3. The circuit court did not abuse its discretion by declining to set aside the entry of default based on publication. See Sundown Operating Co. v. Intedge Indus., Inc., 383 S.C. 601, 606, 681 S.E.2d 885, 888 (2009) ("The decision whether to set aside an entry of default or a default judgment lies solely within the sound discretion of the trial judge. The trial court's decision will not be disturbed on appeal absent a clear showing of an abuse of that discretion." (citation omitted)). The record supports the grant of the order for service by publication because Kimble made several unsuccessful attempts to effectuate service and appeared to present a cause of action against Jay's. See S.C. Code. Ann. § 15-9-710 (2005) ("When the person on whom the service of the summons is to be made cannot, after due diligence, be found within the [s]tate, and (a) that fact appears by affidavit to the satisfaction of the court or judge thereof, the clerk of the court of common pleas . . . of the county in which the cause is pending and (b) it in like manner appears that a cause of action exists against the defendant in respect to whom the service is to be made . . . the court, judge, [or] clerk . . . may grant an order that the service be made by the publication of the summons . . . ." (emphasis added)).
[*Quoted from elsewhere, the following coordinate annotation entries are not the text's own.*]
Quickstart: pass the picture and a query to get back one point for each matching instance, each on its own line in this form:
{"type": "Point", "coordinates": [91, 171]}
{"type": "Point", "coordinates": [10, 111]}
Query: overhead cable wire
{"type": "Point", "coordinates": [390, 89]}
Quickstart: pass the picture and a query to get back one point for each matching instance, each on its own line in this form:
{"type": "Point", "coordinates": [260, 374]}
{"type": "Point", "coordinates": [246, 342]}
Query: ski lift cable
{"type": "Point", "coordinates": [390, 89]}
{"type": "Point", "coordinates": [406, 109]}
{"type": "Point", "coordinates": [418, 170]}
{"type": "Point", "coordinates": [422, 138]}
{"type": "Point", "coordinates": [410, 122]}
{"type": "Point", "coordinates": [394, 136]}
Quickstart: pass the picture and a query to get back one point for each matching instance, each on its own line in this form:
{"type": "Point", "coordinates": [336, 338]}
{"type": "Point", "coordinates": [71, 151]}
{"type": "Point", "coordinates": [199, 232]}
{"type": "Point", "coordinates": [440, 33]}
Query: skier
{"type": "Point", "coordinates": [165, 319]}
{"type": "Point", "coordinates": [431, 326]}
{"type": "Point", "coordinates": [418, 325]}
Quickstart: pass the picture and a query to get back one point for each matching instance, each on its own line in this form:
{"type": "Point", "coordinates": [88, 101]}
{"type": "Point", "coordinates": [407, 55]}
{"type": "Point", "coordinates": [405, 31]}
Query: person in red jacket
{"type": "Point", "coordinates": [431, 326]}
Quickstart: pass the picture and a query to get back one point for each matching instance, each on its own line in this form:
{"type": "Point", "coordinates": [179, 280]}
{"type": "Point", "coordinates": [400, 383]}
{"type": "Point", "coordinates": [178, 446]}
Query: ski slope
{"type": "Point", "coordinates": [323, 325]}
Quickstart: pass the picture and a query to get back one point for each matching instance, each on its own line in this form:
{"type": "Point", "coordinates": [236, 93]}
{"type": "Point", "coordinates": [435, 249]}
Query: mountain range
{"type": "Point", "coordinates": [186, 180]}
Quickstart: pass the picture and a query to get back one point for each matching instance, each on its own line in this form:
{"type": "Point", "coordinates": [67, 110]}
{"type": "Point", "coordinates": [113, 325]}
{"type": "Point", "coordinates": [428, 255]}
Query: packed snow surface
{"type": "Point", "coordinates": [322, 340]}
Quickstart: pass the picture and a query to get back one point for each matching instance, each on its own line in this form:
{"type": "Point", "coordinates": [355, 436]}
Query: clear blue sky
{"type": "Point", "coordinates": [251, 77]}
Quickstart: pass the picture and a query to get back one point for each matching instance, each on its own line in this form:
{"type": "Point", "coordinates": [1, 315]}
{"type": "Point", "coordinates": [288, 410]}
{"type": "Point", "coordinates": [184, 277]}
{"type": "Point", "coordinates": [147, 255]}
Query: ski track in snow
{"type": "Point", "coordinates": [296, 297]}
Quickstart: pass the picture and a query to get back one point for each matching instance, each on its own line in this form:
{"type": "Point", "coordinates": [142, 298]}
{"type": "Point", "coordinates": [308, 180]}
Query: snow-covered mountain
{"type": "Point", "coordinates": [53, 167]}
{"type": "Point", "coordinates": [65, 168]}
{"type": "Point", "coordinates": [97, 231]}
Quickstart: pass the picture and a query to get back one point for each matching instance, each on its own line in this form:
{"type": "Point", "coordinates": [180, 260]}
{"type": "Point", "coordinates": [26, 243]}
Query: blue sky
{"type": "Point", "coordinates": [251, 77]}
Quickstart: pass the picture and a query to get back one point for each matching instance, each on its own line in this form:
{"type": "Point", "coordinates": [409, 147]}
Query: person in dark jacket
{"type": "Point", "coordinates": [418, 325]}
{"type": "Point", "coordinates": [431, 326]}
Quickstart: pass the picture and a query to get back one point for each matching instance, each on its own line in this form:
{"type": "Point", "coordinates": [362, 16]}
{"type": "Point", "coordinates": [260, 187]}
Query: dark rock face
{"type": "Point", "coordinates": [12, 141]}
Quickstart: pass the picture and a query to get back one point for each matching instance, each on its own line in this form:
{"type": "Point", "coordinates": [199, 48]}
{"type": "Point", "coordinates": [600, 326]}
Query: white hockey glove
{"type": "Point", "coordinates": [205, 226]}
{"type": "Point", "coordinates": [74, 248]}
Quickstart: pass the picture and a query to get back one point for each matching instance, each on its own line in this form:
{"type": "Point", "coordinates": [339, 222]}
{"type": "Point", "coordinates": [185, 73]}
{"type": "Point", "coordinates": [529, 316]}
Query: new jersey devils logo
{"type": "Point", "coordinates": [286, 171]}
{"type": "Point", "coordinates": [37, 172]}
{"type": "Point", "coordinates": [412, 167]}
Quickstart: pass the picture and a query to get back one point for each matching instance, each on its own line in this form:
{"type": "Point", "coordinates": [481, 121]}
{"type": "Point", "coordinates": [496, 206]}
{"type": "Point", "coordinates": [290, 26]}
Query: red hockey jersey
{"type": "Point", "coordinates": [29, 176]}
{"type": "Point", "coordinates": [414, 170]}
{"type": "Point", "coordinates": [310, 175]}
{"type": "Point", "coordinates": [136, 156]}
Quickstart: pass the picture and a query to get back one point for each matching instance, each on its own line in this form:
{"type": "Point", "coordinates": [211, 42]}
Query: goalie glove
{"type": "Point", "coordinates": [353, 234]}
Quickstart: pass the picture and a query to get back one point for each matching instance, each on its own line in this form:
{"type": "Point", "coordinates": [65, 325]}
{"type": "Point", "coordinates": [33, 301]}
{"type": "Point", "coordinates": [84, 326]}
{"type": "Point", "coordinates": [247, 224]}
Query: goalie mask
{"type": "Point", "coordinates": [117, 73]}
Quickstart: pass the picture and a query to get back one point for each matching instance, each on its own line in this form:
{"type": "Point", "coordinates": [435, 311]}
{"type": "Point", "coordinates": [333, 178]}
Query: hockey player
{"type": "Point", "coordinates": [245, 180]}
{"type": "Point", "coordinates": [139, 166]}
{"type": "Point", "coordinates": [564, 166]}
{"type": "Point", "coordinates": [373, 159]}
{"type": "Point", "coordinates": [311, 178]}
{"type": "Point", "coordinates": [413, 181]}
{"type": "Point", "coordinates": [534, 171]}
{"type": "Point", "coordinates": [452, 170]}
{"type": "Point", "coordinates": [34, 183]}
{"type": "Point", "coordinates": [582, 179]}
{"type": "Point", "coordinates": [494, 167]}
4. The circuit court did not abuse its discretion by denying Jay's motion to set aside the entry of default for good cause shown. See Sundown, 383 S.C. at 606, 681 S.E.2d at 888 ("The decision whether to set aside an entry of default or a default judgment lies solely within the sound discretion of the trial judge. The trial court's decision will not be disturbed on appeal absent a clear showing of an abuse of that discretion." (citation omitted)). The record supports the circuit court's determination that Jay's provided unsatisfactory explanations for default as Kimble attempted service in both Richland and Horry counties at varying times. See id. ("The trial court need not make specific findings of fact for each [Wham v. Shearson Lehman Bros.2] factor if there is sufficient evidentiary support on the record for the finding of the lack of good cause." (citation omitted)); id. at 607, 681 S.E.2d at 888 ("The standard for granting relief from an entry of default under Rule 55(c) is mere 'good cause.'" (quoting Rule 55(c), SCRCP)); id. ("This standard requires a party seeking relief from an entry of default under Rule 55(c) to provide an explanation for the default and give reasons why vacation of the default entry would serve the interests of justice.")
2 298 S.C. 462, 381 S.E.2d 499 (Ct. App. 1989). AFFIRMED.
WILLIAMS, C.J., and KONDUROS and VINSON, JJ., concur.